Metadata-Version: 2.1
Name: wikt2dict
Version: 2.1.0
Summary: Wiktionary translation parser tool for many language editions.     Wikt2dict parses only the translation sections.     It also has a triangulation mode which combines the extracted translation pairs to generate new ones.
Home-page: https://github.com/HMRLKE/wikt2dict
Author: Endre Hamerlik, Judit Acs
Author-email: endre.hamerlik@fmph.uniba.sk, judit@sch.bme.hu
License: UNKNOWN
Description: # wikt2dict
        
        Wiktionary translation parser tool for many language editions.
        
        Wikt2dict parses only the translation sections.
        It also has a triangulation mode which combines the extracted translation pairs to
        generate new ones. 
        
        ## News
        
        Wikt2dict changed completely, hope for the better.
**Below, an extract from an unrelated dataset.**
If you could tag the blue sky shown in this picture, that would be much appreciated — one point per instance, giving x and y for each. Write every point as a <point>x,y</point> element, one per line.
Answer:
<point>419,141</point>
If you would like to keep using the old one:
        https://github.com/juditacs/wikt2dict/tree/a08cc896c22dc78db62e1b790c3ec157d00ad08f
        
        * Changed interface. See below for details (April 2014)
        * Added support for German Wiktionary (Aug 2013)
        * Had a poster at the Building and Using Comparable Corpora Workshop (BUCC) at ACL13, updated Bibtex accordingly
          * The paper is available here: http://www.aclweb.org/anthology-new/W/W13/W13-2507.pdf
        * <s>All dictionaries are available here: http://nessie.nytud.hu/dict</s>
        * Migration from Python2.7 to Python3.8. (November 2021)
        * Python Package Index (PyPI) is created (December 2022)
        
        ## Requirements
        
        Wikt2dict should run on any mainstream Linux distribution. It needs Python3.8 and basic command line
        tools that should be found on most Linux distributions (wget, bzcat).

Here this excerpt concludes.